Tels étaient les passe-temps de l’émigration, ses joies et ses souffrances. Jusque-là, du moins, un immense espoir rendait légères de trop réelles privations. On croyait à un heureux avenir, à un prochain retour en France ; on armait, on exerçait les troupes. Si Coblentz était la cour, Worms était le camp. Dans l’un et l’autre endroit, on bravait, on défiait la révolution; on discutait des plans de campagne, des projets de marche sur l’Alsace, la Flandre et Paris, dont la réalisation devait se combiner avec les soulèvemens du Midi, docile à la voix des organisateurs du camp de Jalès. «Nous étions proscrits, écrivait-on à l’électeur de Trêves, et vos bienfaits nous ont créé une nouvelle patrie. » On tenait un langage analogue à Catherine, à l’empereur, au roi de Prusse, à Gustave III, dont les représentans accrédités auprès des princes se plaisaient à entretenir les illusions des émigrés, en disant comme eux que la révolution ne durerait pas.

Plus tard, quand, après la campagne de l’Argonne et la retraite de Brunswick, l’armée des émigrés aura été licenciée, la misère étendra sa main sur eux; avec elle apparaîtra le lugubre cortège des maux qu’elle engendre. Expulsés de la plupart des villes qui leur avaient accordé l’hospitalité, les émigrés, après avoir tenté en vain de rentrer dans leur patrie, devront travailler pour vivre ou pâtir faute de travail. Les uns deviendront la proie des usuriers; les autres souffriront le froid et la faim. On en verra, las de se plaindre, se rendre le service de s’ôter mutuellement la vie, se percer le cœur ou tomber brisés au milieu de quelque grande route couverte de neige. Il en est même qui se feront voleurs pour se nourrir. A Liège, à Aix, à Cologne, leur détresse sera si lamentable que les habitans de ces villes craindront de les voir se livrer au brigandage et iront jusqu’à accuser quelques-uns de ces malheureux de vouloir piller l’abbaye de Siegbourg.

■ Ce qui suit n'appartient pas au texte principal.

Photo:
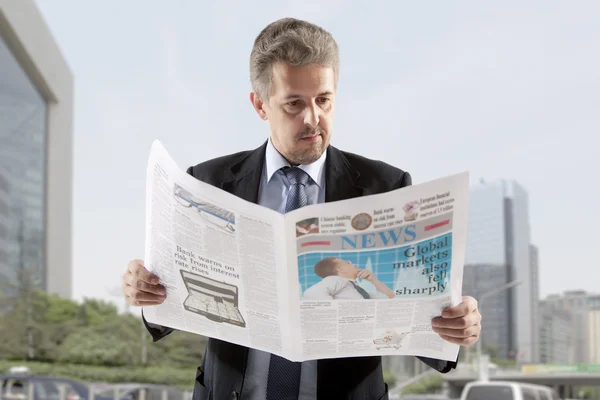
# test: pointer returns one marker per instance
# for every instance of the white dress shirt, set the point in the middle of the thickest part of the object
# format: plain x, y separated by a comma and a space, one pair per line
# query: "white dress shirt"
274, 187
337, 288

Les princes et les grands n’échapperont pas à ces amers destins. A Dusseldorf, le comte d’Artois se verra menacé par un marchand de chevaux d’être arrêté et incarcéré pour dettes; les domestiques du prince de Condé l’abandonneront en emportant ses effets, « pour se payer de ce qui leur est dû, » et parmi tant de misères, s’élèvera ce cri enregistré par un contemporain : « Si quelque historien fait un jour le récit de tout ce que nous avons souffert, la postérité prendra ce récit pour un roman. »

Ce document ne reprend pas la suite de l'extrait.